By Mary Kate Costello, Policy Analyst, The Hunger Project

The global community is at a pivotal moment in history as we aim to eradicate hunger and poverty — in all of their forms — by 2030. Enormous progress has been made over the last two decades, yet there is still the most entrenched poverty and hunger to be eliminated. Smallholder farmers and women continue to be the most hungry and least empowered and governance systems are not always preserving the human rights of the people most in need. The Post-2015 Development Agenda calls for an immense scale-up and universality of development support within a mere 15-year window. Yet, our goals are within reach. If we together engage in efforts that are innovative, efficient and exponentially effective, we will succeed in preserving human dignity and achieving sustainable development for all.

The Hunger Project is launching a broad awareness campaign inviting us all to “Rethink World Hunger” – to challenge the ideas that hunger and poverty are inevitable, that the end is nowhere in sight, and that the people living in conditions of hunger and poverty are passive recipients of aid. We seek to open people up to the opportunity before us: the global community is aligned that the end of hunger and poverty are indeed achievable if we together create the breakthroughs that are required –  and we must begin by empowering people as the agents of their own change. If we start with women, mobilize entire communities and engage in effective partnerships with government, people can be transformed from a state of resignation to a life of dignity and self-reliance. We invite members of the Alliance to End Hunger to join us in prioritizing the methodologies that support human capacity and dignity.


The Post-2015 Development Agenda provides the  the opportunity to engage in a conversation that presents development positively, using terms such as “global” rather than “foreign,” “support” rather than “aid,” and “partners” rather than “beneficiaries.” To leverage this opportunity, the Rethink World Hunger campaign calls for advocacy to increase political will and encourage multi-sectoral donor support toward the type of integrated community development approaches that put people at the center.
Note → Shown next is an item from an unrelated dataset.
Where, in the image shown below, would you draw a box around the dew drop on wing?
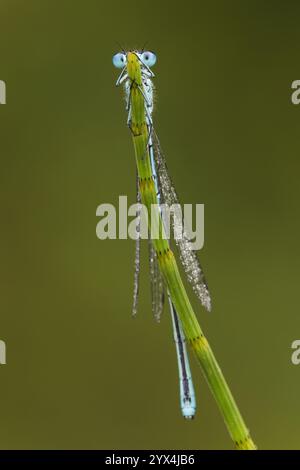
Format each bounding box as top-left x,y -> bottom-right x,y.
148,239 -> 165,322
152,130 -> 211,312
People can be mobilized to rethink their status quo, rethink their access to services, rethink their children’s societal roles, rethink the inherent rights of the woman and rethink the opportunity before them. However, this cannot be done without committing to action at the local level in partnership with the people living in conditions of hunger and poverty. This mindset shift is necessary at all levels, for all stakeholders and for every sector to ensure that we do not carry out business as usual. For when we #rethinkworldhunger, we will create the transformation required to achieve the end of hunger once and for all.